La realidad es que no se discutió nada. Los flamantes constituyentes, elegidos mediante un ardid canallesco y a todas luces fraudulento (el kino de Chávez) se limitaron a poner su firma en la constitución que Chávez les repartió. Sin ningún pudor, el Ejecutivo divulgó que por su deseo el país cambiaría de nombre y los militares activos tendrían derecho al voto, entre otras cosas; y, claro, todo quedó consagrado en una Constitución redactada en el comando central del MVR, para configurar una revolución, una dictadura, cuyo principal rasgo ha sido la negación del otro.

Desde el primer momento, Chávez dictaminó que la Asamblea Nacional, como por su capricho se renombró al Congreso, sería una coral que repetiría sus consignas (cuando no cantaran sus alabanzas). El parlamento perdería su naturaleza, cual es el debate, la exposición de las expectativas de los diferentes sectores y regiones que componen el país. Chávez determinó que gobernaría sin mediaciones entre el pueblo y él. Él encarnaría la voluntad general, que, claro, siempre era la suya. Jamás hay un mínimo atisbo de diferencia entre la voluntad del pueblo y la del dictador

–La de 1999 –escribió Joaquín Marta Sosa- es más una Constitución para ejercer el poder y excluir tanto como sea posible a las fuerzas y propuestas adversarias, para marcar linderos y diferencias antes que de espacios comunes o de consensos posibles.

Lo que siguió fueron años de opresión a la disidencia y de franca negativa de Chávez a admitir la sola existencia de los otros. “Ahí lo que hay es la nada”, dijo en junio de 2012 cuando le preguntaron si iría al debate que le proponía Capriles. “Lo que tengo enfrente es la nada”.

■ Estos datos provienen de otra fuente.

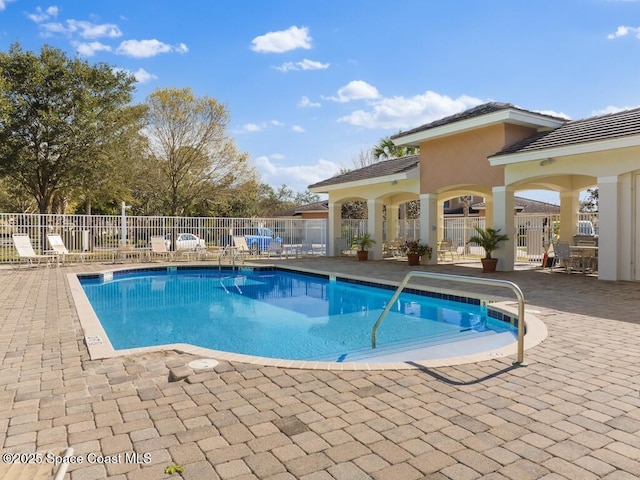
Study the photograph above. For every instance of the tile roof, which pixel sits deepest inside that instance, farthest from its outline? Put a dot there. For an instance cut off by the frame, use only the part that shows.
(321, 206)
(484, 109)
(604, 127)
(528, 205)
(375, 170)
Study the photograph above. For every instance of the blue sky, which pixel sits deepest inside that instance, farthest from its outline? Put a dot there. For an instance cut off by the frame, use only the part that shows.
(310, 84)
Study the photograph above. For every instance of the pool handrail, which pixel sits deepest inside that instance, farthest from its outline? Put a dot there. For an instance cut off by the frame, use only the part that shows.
(464, 279)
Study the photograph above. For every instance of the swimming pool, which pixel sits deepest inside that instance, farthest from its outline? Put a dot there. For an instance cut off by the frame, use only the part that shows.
(274, 313)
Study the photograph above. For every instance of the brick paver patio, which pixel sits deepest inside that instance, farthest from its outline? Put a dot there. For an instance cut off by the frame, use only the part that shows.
(573, 412)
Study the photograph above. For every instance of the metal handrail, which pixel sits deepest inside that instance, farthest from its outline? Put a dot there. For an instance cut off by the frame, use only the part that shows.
(459, 278)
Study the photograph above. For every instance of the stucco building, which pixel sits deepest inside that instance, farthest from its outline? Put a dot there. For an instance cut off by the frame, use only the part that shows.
(495, 150)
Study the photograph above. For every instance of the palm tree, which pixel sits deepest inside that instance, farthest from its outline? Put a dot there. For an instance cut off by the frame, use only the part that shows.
(386, 149)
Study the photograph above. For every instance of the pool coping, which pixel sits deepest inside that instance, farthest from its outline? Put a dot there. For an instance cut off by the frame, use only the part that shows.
(100, 347)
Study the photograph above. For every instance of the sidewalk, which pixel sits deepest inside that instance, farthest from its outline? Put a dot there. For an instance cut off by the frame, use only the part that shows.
(573, 413)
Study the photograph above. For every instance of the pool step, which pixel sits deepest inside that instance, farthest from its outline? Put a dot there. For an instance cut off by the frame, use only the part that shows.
(446, 344)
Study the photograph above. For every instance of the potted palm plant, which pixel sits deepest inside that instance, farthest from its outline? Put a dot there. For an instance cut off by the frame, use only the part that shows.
(413, 249)
(489, 239)
(364, 242)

Así se pulverizó el espíritu de Santa Ana. Con el mismo puñetazo que abatió la democracia en Venezuela. El país aceptó que el “diálogo” del chavismo era por televisión y con un gorila hablando solo. Ahora, cuando los hechos les demuestran que, como el rey de España, están derrotados y van de salida, piden diálogo. Entonces la sociedad, deformada por casi dos décadas de chavismo, sospecha del diálogo. Teme oír su propia voz.